More cowbell? Meh… How about more tuba?!
So sorry my kid had to miss this newly discovered event in our world: TubaChristmas. Started in 1974 by Harvey Phillips to honor his teacher, William Bell, (festive name), who was born on Christmas Day (festive birthday!) in 1902, this thing has really grown over the years – from its first performance in Rockefeller Plaza (with arrangements written by Alec Wilder, a songwriter of whom I am a great fan, and who himself died on Christmas day in 1980) this event has spread all across the US. (My cursory research indicates TC happens in a whole lotta states, although I can’t say exactly how many.) There were over 400 tuba players present for this year’s event in Chicago just this afternoon, and I can only guess NYC was not to be outdone by the Second City.
I was lucky to find a shopping mall within a half hour’s drive which hosted a respectable turnout. My kid has been on track for playing the tuba since he was a mere toddler (I’d bring him to my shows with the Prohibition Orchestra of Chicago and it was likely there that the seed was planted as he did his primitive up-and-down baby dance to the catchy two-beat tuba patterns), and he’s asked for a tuba for Christmas this year too – so had he still been here, this mighta been the main event of the year. Instead, this was the day he flew out to be with his father for the break.
But that’s ok. I considered today to have been a reconnaissance mission. Now I know what this thing is all about. Elihu is still such a tiny guy, I’m not quite sure if he’ll be able to join them by next year anyhow. But he does seem pretty motivated. My kid, it seems, really is all about the bass…
To prove I was there… let’s start with a TubaChristmas selfie…
There are all shapes and sizes… this is a Sousaphone; the bell aims the sound out in front. It’s used for marching bands.
This cat’s playing a Serpentine, the tuba’s valve-less predecessor, first created in 1580, and made of wood and leather.
There were some purists there who didn’t quite feel his instrument was appropriate, but the press did. !
Collecting some info for the paper.
Not a great shot, but I love the feel.
And a view of the interior. A sea of tubas…

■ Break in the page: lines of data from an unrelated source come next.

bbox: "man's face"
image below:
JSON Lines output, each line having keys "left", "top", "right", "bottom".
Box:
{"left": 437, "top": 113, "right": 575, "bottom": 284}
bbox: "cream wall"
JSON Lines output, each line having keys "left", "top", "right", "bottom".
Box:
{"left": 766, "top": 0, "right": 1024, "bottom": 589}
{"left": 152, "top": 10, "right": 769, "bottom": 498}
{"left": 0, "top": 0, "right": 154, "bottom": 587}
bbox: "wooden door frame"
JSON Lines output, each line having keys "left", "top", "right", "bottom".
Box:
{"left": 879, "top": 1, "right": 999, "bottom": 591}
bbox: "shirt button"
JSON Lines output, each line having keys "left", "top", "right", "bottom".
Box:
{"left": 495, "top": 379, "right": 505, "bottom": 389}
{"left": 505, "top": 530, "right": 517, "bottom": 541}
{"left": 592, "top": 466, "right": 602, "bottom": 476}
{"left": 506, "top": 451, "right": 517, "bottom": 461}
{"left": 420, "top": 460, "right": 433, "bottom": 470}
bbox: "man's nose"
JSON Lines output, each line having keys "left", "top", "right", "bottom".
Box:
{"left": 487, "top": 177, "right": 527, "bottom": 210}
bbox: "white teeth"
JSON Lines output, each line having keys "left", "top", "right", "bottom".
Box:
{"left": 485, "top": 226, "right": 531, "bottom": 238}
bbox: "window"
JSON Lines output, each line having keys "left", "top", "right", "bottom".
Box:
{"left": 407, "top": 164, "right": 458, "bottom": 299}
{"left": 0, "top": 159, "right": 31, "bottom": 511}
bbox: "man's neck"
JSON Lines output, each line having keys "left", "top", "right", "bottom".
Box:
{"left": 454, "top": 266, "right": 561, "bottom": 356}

They were a hit as folks sang along, took videos and even danced.
Turns out a Waldorf family was present; grandpa was playing tuba in the second to last row.
And here’s a tuba mom. My future. !
There was such a huge mix of ages in the group, and just about as many women as men.
And here’s Carle and his Serpentine.
I saw leftie tubas and rightie tubas, concert C, Bb and Eb tubas, baritone horns, euphoniums and sousaphones, but this was my first gander at a ‘double Bb’ horn. Whatever that means. Sounds low.
And these things weigh around 40 pounds by themselves! Add a hard case and we have trouble…
A little bit of O Little Town of Bethlehem
Hard to imagine I was ever a film major, huh? At least this’ll give you a feel for the event.
I was surprised that this year Elihu created a list for Santa. He’s so earnest, I don’t think it was created for my audience, but still… ya never know. Note the part (by my fingers) where he writes “baritone horn ?”, then right after “scrap that, Tuba!” !!
Hungry for more? Here’s a piece on the event from the local paper… story and pics (taken with a ‘real’ camera) by Megan Farmer, the press gal seen in the post above.
Post Script: I’m just beginning to learn about this subculture of tubas, and would like to share this writing of Jim Self, a premier concert tuba player from Los Angeles. He talks about playing with the Chicago Symphony Orchestra, and mentions in it his visit to the city’s TubaChristmas (yes, all one word). This is the tip of the tuba iceberg… As with everything in life, there’s so much more to it than one realizes at first…
3 thoughts on “Mas Tuba”
Nice pictures! Tubas are great, aren’t they? Sousaphones are sort of sister instruments of the tuba, and they catch the eye as well as the ear. Carl and his serpentine tuba looks like something that Dr. Seuss would draw.
Every fall, there is a season of high school marching band competitions. They go to different high schools to take turns putting on their show, and judges determine who gets which ranking, etc. The biggest event toward the end of this is a big competition/marching band festival in the U. of I. stadium in Champaign. After the competition part is over, the U. of I. college band puts on quite a show. Part of this is a wonderful “dance” of some 30 or so Sousaphone players. Only the drummers play for this part, while the sousaphone players move around in what could be called a dance, weaving around each other, bobbing and turning in rhythm with the pure percussion of the drummers. Being after dark, the sousaphones shine and glint under the stadium lights, looking something like golden metallic flowers.
There is always room in the world for more tubas. Have a joyful TubaChristmas!
Merry Christmas to you too, Eric, and a belated thanks for your xmas surprise of ‘repeating ones’!!
You’re welcome. I really don’t obsess over numbers, but I just happened to see that very number a number of times over the last few number of weeks, more times than I could number, so I thought, “why not?” Merry Christmas!